Request for names of informants

Maintenance of the law
Legislation:
Local Government Official Information and Meetings Act 1987
Section 6
Legislation display text:
Local Government Official Information and Meetings Act 1987, s 6(a)
Agency:
City Council
Ombudsman:
Sir Brian Elwood
Case number(s):
A5862
Issue date:
Language:
English

Request for names of informants—information withheld under section 6(a)—general approach applied

A licensed restaurant that hosted live music had been the subject of numerous noise complaints made to the local authority. It had taken action in respect of these complaints and, upon request by the restaurant, had released the number and precise nature of the complaints. However, it had declined to release the names of the complainants in reliance upon section 6(a) of the LGOIMA.

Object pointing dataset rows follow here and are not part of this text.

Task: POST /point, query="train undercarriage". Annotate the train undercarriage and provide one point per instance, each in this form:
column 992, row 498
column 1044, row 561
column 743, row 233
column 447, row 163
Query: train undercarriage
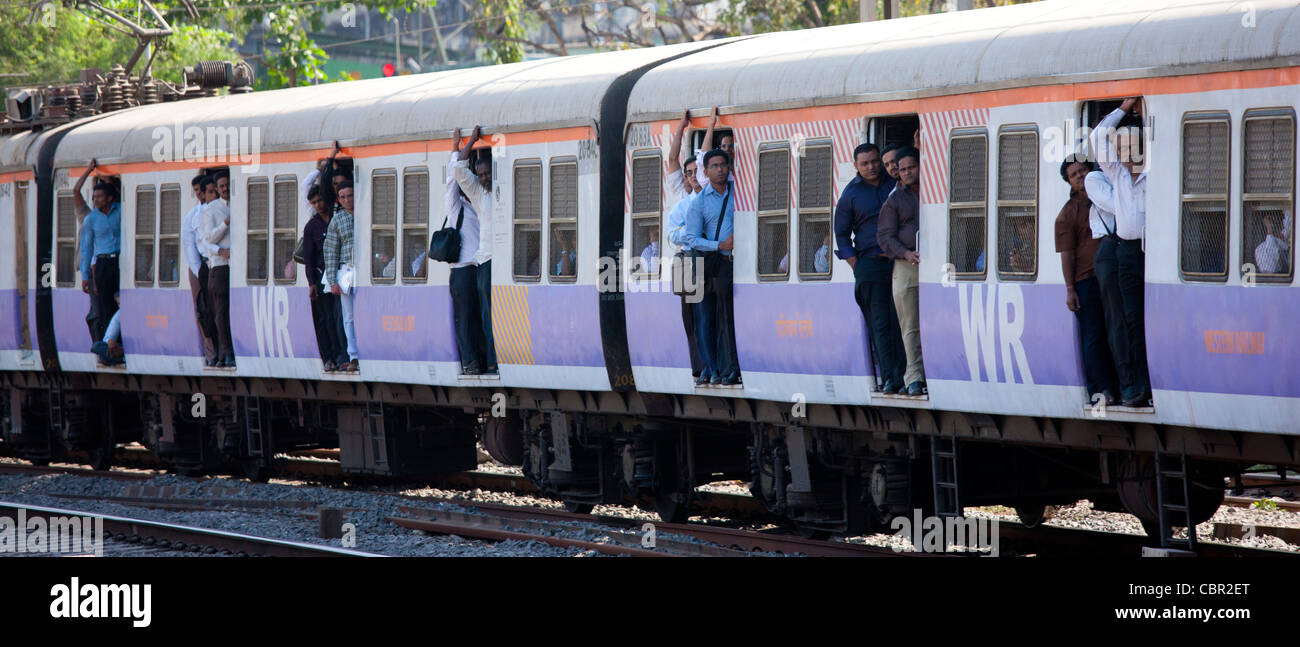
column 823, row 480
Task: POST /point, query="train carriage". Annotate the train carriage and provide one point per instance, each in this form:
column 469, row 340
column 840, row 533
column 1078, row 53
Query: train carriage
column 594, row 364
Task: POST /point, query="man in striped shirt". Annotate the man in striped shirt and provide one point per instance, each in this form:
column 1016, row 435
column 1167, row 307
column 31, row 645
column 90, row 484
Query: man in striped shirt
column 338, row 260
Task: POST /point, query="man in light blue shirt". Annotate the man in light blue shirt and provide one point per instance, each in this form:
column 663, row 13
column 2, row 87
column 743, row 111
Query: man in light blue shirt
column 100, row 242
column 709, row 229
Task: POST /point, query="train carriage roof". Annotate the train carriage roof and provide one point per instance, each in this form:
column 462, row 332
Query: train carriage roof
column 502, row 98
column 986, row 48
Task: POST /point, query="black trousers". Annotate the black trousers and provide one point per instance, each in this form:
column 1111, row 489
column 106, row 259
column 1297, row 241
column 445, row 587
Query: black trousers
column 485, row 315
column 1099, row 369
column 1132, row 272
column 688, row 320
column 325, row 320
column 466, row 316
column 219, row 298
column 724, row 320
column 874, row 292
column 203, row 307
column 105, row 292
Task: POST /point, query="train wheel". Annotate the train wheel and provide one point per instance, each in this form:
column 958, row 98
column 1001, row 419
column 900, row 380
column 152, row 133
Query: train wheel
column 672, row 507
column 256, row 470
column 1034, row 515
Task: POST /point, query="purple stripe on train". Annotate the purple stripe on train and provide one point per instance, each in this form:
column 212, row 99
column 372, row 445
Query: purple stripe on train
column 1006, row 333
column 1223, row 339
column 11, row 320
column 780, row 328
column 159, row 321
column 801, row 328
column 655, row 333
column 69, row 308
column 403, row 324
column 564, row 325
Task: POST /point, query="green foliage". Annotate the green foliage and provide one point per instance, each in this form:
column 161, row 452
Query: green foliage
column 61, row 43
column 507, row 18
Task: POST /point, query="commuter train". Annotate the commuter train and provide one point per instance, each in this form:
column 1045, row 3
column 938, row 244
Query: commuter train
column 594, row 396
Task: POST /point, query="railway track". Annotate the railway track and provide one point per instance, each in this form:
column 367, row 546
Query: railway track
column 183, row 538
column 490, row 521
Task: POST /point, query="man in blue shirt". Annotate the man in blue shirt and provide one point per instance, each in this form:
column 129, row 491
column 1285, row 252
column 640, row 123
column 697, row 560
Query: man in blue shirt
column 856, row 217
column 709, row 229
column 100, row 242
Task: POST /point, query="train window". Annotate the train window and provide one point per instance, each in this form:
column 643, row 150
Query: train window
column 528, row 220
column 285, row 234
column 1203, row 239
column 146, row 234
column 774, row 212
column 169, row 235
column 646, row 212
column 20, row 235
column 817, row 199
column 384, row 220
column 967, row 203
column 892, row 130
column 563, row 257
column 1018, row 203
column 1268, row 195
column 259, row 218
column 65, row 242
column 415, row 225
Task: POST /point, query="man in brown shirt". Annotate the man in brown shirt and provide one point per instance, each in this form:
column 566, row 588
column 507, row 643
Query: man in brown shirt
column 1083, row 294
column 896, row 233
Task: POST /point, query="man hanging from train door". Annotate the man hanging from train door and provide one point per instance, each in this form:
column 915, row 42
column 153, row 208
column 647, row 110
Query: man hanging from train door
column 856, row 222
column 194, row 259
column 100, row 241
column 1122, row 159
column 710, row 226
column 466, row 311
column 1078, row 244
column 683, row 186
column 339, row 269
column 216, row 233
column 477, row 186
column 896, row 233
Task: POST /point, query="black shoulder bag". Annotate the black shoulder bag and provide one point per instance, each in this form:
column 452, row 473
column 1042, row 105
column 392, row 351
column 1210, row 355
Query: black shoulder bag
column 445, row 243
column 697, row 264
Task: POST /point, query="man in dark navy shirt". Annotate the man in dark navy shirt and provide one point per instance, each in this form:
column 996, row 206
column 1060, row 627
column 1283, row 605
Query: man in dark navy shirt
column 856, row 239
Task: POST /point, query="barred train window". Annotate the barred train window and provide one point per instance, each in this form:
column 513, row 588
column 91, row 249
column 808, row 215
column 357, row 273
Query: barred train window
column 967, row 203
column 169, row 235
column 774, row 212
column 646, row 207
column 817, row 199
column 1203, row 241
column 528, row 220
column 285, row 235
column 384, row 221
column 146, row 221
column 65, row 242
column 563, row 257
column 415, row 225
column 259, row 220
column 1018, row 203
column 1268, row 195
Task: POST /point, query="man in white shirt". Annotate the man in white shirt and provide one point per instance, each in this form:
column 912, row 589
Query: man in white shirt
column 198, row 273
column 477, row 187
column 215, row 230
column 1121, row 159
column 1273, row 252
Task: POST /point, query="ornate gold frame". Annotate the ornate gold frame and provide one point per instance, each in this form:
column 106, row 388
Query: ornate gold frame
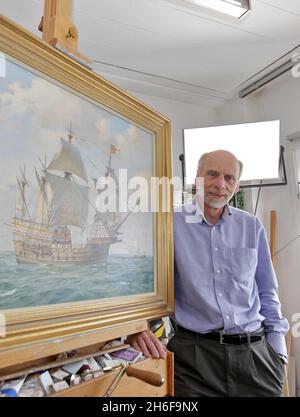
column 39, row 324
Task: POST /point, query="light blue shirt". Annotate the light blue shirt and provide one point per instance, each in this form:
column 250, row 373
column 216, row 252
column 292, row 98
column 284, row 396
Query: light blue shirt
column 224, row 277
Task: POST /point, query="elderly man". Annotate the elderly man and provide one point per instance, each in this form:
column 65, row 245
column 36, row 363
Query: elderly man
column 230, row 337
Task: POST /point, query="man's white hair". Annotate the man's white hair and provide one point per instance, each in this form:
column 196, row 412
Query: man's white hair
column 203, row 157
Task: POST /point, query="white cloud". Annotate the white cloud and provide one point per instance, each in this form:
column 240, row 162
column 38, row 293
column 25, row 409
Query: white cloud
column 46, row 103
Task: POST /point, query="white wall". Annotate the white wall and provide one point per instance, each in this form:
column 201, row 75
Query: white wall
column 278, row 100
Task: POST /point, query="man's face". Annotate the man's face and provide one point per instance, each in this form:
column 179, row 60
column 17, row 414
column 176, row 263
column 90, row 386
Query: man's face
column 220, row 171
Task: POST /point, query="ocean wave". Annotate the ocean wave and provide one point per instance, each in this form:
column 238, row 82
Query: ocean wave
column 8, row 293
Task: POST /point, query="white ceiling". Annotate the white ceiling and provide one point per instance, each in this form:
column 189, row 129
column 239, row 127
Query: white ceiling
column 156, row 48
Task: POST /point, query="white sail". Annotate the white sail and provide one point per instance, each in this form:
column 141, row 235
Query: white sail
column 68, row 159
column 41, row 212
column 69, row 205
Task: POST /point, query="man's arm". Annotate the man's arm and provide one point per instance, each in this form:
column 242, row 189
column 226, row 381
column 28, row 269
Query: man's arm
column 275, row 324
column 147, row 343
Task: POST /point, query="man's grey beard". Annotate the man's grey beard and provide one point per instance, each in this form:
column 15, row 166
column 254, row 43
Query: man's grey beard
column 217, row 204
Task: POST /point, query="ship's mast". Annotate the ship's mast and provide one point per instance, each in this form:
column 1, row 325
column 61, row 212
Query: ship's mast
column 22, row 209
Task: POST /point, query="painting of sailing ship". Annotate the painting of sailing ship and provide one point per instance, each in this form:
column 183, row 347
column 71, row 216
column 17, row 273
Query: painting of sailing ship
column 56, row 245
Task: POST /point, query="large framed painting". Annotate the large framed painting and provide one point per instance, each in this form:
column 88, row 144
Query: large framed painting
column 82, row 245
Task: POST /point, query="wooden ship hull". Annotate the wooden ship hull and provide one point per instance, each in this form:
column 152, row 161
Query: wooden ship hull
column 37, row 244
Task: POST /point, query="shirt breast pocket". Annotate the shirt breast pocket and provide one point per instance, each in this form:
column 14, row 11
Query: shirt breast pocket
column 242, row 264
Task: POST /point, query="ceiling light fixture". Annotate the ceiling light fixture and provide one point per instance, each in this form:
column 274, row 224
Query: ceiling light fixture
column 235, row 8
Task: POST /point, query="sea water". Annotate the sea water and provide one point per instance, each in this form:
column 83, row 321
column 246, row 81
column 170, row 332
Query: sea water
column 29, row 285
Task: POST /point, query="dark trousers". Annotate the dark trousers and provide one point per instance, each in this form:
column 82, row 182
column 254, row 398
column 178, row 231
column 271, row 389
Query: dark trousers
column 206, row 368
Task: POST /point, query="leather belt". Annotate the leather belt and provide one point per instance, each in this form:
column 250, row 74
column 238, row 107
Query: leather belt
column 223, row 338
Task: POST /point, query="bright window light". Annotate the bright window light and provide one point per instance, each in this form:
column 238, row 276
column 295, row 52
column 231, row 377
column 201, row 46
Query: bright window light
column 235, row 8
column 257, row 145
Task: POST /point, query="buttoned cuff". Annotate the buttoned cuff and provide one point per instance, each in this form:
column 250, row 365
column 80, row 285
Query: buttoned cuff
column 277, row 342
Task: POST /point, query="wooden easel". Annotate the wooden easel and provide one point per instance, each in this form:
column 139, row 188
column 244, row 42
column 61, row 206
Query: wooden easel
column 286, row 392
column 58, row 30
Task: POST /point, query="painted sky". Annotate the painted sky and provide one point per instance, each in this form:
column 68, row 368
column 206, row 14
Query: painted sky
column 34, row 114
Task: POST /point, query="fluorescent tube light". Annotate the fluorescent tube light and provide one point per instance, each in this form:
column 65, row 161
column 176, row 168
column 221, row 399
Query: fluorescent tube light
column 235, row 8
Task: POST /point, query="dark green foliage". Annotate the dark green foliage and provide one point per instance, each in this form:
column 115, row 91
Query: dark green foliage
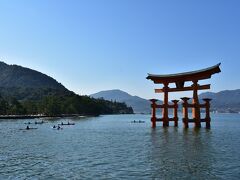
column 59, row 105
column 25, row 91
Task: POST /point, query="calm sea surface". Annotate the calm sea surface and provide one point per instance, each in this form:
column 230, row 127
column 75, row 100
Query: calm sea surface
column 111, row 147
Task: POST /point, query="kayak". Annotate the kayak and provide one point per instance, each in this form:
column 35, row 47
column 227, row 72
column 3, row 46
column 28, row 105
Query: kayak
column 68, row 124
column 138, row 122
column 28, row 129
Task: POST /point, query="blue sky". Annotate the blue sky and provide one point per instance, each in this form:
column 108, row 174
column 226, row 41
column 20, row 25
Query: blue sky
column 91, row 46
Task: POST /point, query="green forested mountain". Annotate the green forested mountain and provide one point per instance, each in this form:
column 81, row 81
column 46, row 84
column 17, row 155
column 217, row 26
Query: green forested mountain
column 25, row 91
column 21, row 77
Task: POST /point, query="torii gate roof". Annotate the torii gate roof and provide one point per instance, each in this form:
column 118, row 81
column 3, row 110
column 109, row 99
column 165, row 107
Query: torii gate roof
column 186, row 76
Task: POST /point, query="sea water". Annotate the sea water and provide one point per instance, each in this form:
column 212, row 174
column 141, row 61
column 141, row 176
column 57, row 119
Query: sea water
column 112, row 147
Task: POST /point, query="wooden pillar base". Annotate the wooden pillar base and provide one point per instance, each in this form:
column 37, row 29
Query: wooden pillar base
column 197, row 124
column 176, row 122
column 153, row 122
column 208, row 124
column 185, row 123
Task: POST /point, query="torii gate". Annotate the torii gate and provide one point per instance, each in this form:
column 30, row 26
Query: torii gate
column 179, row 79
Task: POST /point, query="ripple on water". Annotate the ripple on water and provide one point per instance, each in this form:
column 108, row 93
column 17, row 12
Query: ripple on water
column 110, row 147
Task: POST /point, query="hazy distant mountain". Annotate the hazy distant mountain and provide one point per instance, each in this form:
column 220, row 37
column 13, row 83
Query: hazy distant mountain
column 224, row 101
column 17, row 76
column 26, row 91
column 138, row 104
column 27, row 84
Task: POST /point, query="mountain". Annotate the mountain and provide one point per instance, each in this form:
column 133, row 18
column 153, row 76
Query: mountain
column 17, row 76
column 224, row 101
column 138, row 104
column 27, row 84
column 26, row 91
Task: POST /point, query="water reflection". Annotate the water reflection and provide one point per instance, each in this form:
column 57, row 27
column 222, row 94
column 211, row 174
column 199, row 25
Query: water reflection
column 183, row 153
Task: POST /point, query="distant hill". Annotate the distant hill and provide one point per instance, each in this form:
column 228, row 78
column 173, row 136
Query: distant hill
column 138, row 104
column 26, row 91
column 27, row 84
column 17, row 76
column 224, row 101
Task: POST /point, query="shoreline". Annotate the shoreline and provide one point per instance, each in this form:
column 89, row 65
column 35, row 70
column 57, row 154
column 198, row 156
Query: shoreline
column 40, row 116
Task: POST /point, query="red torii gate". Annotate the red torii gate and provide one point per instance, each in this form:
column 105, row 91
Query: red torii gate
column 179, row 80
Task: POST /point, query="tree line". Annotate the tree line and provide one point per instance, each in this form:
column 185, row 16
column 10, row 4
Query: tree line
column 53, row 105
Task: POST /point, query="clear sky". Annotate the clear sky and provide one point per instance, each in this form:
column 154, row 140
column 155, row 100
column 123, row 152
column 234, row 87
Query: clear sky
column 91, row 46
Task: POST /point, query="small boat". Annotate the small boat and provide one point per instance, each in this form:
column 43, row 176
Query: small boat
column 28, row 129
column 41, row 122
column 28, row 123
column 66, row 124
column 138, row 121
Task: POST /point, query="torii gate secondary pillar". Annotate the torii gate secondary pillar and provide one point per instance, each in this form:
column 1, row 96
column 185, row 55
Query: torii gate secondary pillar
column 179, row 81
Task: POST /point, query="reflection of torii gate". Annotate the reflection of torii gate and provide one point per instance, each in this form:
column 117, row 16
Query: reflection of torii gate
column 179, row 80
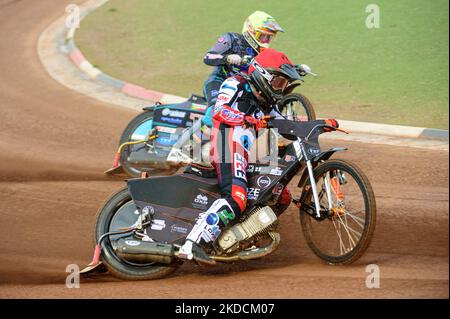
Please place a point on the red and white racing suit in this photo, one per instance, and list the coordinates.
(230, 146)
(231, 141)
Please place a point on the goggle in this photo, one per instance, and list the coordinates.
(279, 83)
(264, 37)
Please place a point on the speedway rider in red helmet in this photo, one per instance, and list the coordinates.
(241, 105)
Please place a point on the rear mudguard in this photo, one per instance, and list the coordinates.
(322, 156)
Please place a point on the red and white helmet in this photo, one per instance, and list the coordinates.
(270, 72)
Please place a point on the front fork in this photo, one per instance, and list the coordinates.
(311, 178)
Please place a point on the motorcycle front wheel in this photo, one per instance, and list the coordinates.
(348, 209)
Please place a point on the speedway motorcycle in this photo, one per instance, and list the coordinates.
(140, 228)
(156, 140)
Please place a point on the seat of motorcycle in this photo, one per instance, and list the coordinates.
(195, 98)
(200, 170)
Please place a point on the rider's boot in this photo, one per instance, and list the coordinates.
(206, 229)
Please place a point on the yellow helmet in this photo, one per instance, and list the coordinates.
(261, 28)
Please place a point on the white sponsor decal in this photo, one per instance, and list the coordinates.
(263, 71)
(263, 181)
(173, 113)
(170, 130)
(276, 171)
(253, 193)
(240, 166)
(148, 210)
(158, 224)
(201, 199)
(178, 229)
(264, 218)
(132, 242)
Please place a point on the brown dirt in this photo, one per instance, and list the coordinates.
(54, 144)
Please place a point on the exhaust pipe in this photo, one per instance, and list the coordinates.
(143, 251)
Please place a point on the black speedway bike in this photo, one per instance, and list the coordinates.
(140, 228)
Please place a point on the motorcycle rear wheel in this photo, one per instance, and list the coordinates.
(127, 136)
(118, 267)
(344, 236)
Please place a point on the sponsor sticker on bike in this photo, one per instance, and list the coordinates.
(240, 165)
(200, 201)
(171, 120)
(276, 171)
(158, 224)
(165, 129)
(178, 229)
(173, 113)
(226, 216)
(263, 181)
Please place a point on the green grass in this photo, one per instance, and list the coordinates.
(396, 74)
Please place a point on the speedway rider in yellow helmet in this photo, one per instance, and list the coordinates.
(230, 49)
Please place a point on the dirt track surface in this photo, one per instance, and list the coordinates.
(54, 144)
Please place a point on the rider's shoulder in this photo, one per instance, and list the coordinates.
(225, 38)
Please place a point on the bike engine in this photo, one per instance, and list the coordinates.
(256, 223)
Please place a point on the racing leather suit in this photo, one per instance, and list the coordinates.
(231, 142)
(229, 43)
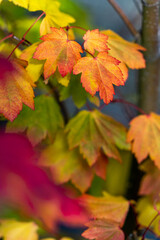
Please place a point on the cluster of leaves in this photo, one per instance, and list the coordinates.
(77, 151)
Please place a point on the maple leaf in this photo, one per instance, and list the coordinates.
(43, 122)
(94, 40)
(77, 92)
(125, 51)
(27, 187)
(68, 164)
(54, 17)
(147, 210)
(107, 207)
(34, 67)
(99, 74)
(150, 183)
(15, 88)
(59, 52)
(148, 127)
(93, 131)
(12, 229)
(101, 229)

Local authorities are responsible for a range of law enforcement functions, most notably under the Resource Management Act. Accordingly, where complainants’ or informants’ identities are at issue, the applicability of section 6(a) must be considered.

The approach taken to this provision in relation to the identity of informants has been well established. Although each case must be considered on its merits, information identifying an informant can, in most cases, be withheld. This is because many public sector agencies have law enforcement functions and rely significantly on information from the public to assist them to discharge those functions. If they were unable to protect the identity of informants or complainants, members of the public would be less likely to come forward with information regarding possible offences, thereby prejudicing the ability of the agencies to maintain the law, including the prevention, investigation and detection of offences.

In this case, no factors emerged to suggest that the general approach should not be adopted. It was clear that in seeking to detect offences against the Resource Management Act, the local authority concerned placed considerable reliance on information received from members of the general public and disclosure would be likely to jeopardise the continued supply of information from the public.

This case note is published under the authority of the Ombudsmen Rules 1989. It sets out an Ombudsman’s view on the facts of a particular case. It should not be taken as establishing any legal precedent that would bind an Ombudsman in future.